02/25/2021

Ransomware is for Everybody

The Hacker News has an article out on Ransomware that is worth a read if you are involved in IT and want a primer to get up to speed on this kind of attack. Ransomware is a kind of malware that through any of several means locks you out of your data and then offers to unlock the data if you pay the bad guys money. Historically there were differing ways of locking you out, but these days it's almost exclusively cryptographically encrypting your data then deleting the unencrypted files. Some bad guys will copy the data to some place outside of your organization before encrypting it. That gives them leverage over you in two ways: A) your data is encrypted and you can't access it; while B) they can access your data and do whatever they want like release it to the public. I don't know about you, but that is nightmare fuel to me.

Too many small and medium sized companies believe that only large companies are hit with this type of attack, but in reality that isn't true; it's just the big ones that make the news. From the article this is the criteria attackers use in picking ransomware targets:

  • Easy to evade defense. Universities, small companies that have small security teams are an easy target. File sharing and an extensive database make the penetration simple for attackers.
  • Possibility of a quick payment. Some organizations are forced to pay a ransom quickly. Government agencies or medical facilities often need immediate access to their data. Law firms and other organizations with sensitive data usually want to keep a compromise a secret.
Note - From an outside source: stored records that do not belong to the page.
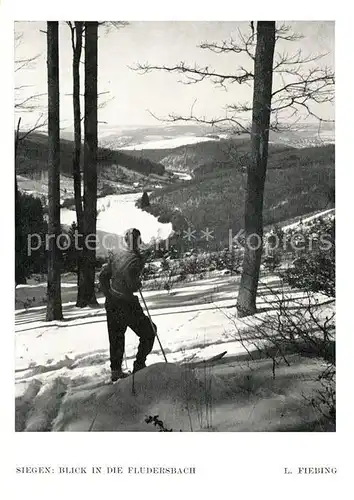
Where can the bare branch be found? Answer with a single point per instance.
(196, 74)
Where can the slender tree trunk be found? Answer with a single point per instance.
(86, 292)
(54, 307)
(256, 173)
(76, 34)
(77, 49)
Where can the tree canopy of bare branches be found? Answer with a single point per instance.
(299, 83)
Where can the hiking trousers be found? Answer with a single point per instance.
(121, 314)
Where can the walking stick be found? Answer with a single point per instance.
(152, 325)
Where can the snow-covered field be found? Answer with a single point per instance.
(62, 368)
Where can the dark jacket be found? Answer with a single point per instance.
(121, 276)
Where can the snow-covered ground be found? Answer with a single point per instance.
(116, 213)
(62, 368)
(173, 142)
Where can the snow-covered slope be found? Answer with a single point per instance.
(62, 368)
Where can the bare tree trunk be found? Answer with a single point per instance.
(86, 292)
(77, 49)
(54, 307)
(256, 172)
(76, 38)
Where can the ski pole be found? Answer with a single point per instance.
(152, 325)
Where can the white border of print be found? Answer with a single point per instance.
(235, 465)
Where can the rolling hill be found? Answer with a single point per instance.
(299, 181)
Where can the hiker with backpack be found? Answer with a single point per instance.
(120, 278)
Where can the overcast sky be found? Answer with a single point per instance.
(131, 94)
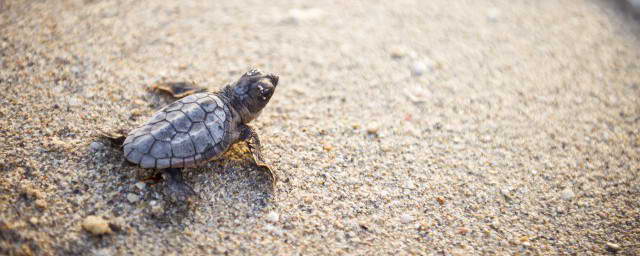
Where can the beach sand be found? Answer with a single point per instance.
(399, 127)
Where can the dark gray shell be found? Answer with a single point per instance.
(185, 133)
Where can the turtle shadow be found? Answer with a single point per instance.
(230, 186)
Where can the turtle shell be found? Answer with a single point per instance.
(185, 133)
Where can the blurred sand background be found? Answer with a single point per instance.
(400, 127)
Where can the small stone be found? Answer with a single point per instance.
(96, 146)
(296, 15)
(463, 230)
(567, 194)
(327, 147)
(273, 217)
(373, 131)
(613, 247)
(42, 204)
(133, 197)
(418, 68)
(406, 218)
(399, 52)
(307, 199)
(140, 185)
(96, 225)
(157, 209)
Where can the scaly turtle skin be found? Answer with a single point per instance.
(200, 128)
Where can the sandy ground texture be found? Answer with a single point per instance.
(399, 127)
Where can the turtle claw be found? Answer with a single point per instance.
(272, 174)
(176, 189)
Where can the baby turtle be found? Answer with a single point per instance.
(201, 127)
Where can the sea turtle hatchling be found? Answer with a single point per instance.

So they're picking their targets and you and I are within the target population, but next lets look at how they get the malware into an organization to steal and encrypt the data. Again from the Hacker News article:

  • Email (spam)
  • Watering Hole attack
  • Malvertising
  • Exploit kits
  • USB and removable media
  • Ransomware as a service
  • Zero days

Email, exploit kits, USB and removable media, and zero day exploits could all be targeted to a specific organization. But are the rest? A "Watering Hole attack" is where attackers poison a website they know you go to so you'll get infected on your next visit. That is targeted, I just hope you don't go to that website too and get infected as an innocent bystander. "Malvertising" is malware published through advertising which doesn't sound particularly "targeted" to me. And if the email is spam and not targeted phishing, then it can infect anyone as well.

Conclusion

My point here is that the attackers have criteria that can include your company, but even if you aren't specifically targeted, ransomware can still infect your system and block your access to your data and systems. Once on your network most of the current generation of ransomware will look to expand to other computers by looking for known vulnerabilities and exploiting them. If the malware itself doesn't do it, then the attacker himself can use the foothold on your system to expand to others on your network. So what should you do about it? 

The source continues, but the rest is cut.